Há um ano, Israel atacava a Faixa de Gaza, território palestino situada na fronteira egípcia e submetido ao punho de ferro do Hamas. A operação foi terrível: 1,3 mil palestinos mortos.

O Hamas representa a facção dura, religiosa e frenética dos palestinos, enquanto, no outro território, a Cisjordânia, reina o Fatah, de Mahmoud Abbas, bem mais maleável que os cabeças-duras do Hamas.

Hoje, o Hamas (a Faixa de Gaza, portanto), enfrenta uma nova ameaça. Esse perigo não vem do norte, de Israel, mas do sul, do Egito. Basta chegar em Rafah, na fronteira entre Gaza e Egito, para compreender que, de fato, um perigo mortal ameaça o território.

O que veem os adolescentes de Gaza que sobem nos montículos que margeiam a fronteira? Uma escavadeira gigantesca retirando terra. Essa máquina é egípcia. Ela instala painéis de aço de 18 metros de altura. O que os rapazes de Gaza não sabem é que essas placas de aço são a morte do território. Um assassinato por asfixia.

A Faixa de Gaza já está de fato isolada do mundo. As mercadorias que ela tem direito de receber oficialmente são irrisórias. Para sobreviver, seus habitantes precisam escavar túneis em profundidades muito grandes (até 20 metros) embaixo da fronteira. Há várias centenas desses túneis e eles são soberbos, com eletricidade e ventilação.

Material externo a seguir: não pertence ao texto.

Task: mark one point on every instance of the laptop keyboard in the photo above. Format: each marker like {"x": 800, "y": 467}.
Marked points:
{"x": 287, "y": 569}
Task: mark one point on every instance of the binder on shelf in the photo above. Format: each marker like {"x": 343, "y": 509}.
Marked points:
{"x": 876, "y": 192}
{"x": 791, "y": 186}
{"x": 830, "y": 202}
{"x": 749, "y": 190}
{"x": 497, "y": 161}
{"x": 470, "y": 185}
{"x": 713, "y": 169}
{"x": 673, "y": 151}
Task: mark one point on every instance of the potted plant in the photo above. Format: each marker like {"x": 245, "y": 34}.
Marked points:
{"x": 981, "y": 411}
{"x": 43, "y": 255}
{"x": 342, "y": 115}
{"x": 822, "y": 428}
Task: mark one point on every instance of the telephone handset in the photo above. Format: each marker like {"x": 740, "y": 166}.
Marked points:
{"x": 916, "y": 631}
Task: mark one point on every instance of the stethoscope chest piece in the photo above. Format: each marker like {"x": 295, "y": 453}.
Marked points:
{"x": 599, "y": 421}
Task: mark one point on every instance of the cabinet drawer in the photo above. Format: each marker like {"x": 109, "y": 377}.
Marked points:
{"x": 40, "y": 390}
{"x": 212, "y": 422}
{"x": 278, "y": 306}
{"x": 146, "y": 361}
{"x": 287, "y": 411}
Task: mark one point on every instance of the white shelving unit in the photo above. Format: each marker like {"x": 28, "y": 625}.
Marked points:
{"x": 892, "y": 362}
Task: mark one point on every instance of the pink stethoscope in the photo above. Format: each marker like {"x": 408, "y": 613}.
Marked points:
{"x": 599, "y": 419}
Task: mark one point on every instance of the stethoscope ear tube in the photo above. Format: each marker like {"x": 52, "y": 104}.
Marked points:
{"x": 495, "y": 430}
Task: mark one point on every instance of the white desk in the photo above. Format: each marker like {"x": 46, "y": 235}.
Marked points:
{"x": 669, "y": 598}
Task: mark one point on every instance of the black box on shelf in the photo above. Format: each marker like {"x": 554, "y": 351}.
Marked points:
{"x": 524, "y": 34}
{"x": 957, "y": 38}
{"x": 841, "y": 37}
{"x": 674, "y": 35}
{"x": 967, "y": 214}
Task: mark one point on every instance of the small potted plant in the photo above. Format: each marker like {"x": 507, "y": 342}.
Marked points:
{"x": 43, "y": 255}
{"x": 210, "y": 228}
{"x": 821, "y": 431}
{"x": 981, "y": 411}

Tudo transita por lá. Coca-cola, motos, geladeiras, cimento. Até os animais do zoológico de Gaza entraram por esses túneis: um crocodilo, duas cegonhas e os avestruzes. Macacos também. Esses macacos, aliás, acharam que sua hora havia chegado: o contrabandista pediu aumento de salário. Os entendimentos demoraram três dias. Os macacos quase morreram de sede e de raiva.

São essas vias subterrâneas que o Egito decidiu bloquear, instalando placas de aço embaixo da terra. O Egito é, contudo, um país muçulmano - o único que se entende com Israel e apoia a outra direção dos palestinos, o Fatah, que busca um acordo.

A ação contra os túneis, lançada pelo Egito do presidente Hosni Mubarak, enfureceu os moradores de Gaza. Eles se sentem traídos por um país muçulmano. "Eles nos estrangulam, em conluio com os israelenses." As ruas de Gaza designam o grande culpado: os EUA, uma vez mais. Foram-se os tempos em que os moradores do território achavam que Barack Obama dobraria Israel. Hoje, eles veem Obama mais como um americano do que como um "bom sujeito".

As ruas não se enganam completamente. Washington teria lembrado recentemente o Egito de que ele recebe US$ 1,7 bilhão por ano em ajuda americana. Portanto, Mubarak deveria ser mais enérgico com o contrabando que passa pelos túneis de Gaza.

Um comentarista político do Hamas resume as mazelas de seu povo: "Se o Egito quisesse enviar uma mensagem política ao Hamas, não precisava construir esse muro de aço que pode causar uma nova catástrofe humana. Se Mubarak age assim, é evidente que esse muro faz parte de um plano mais amplo, que vai além do Egito".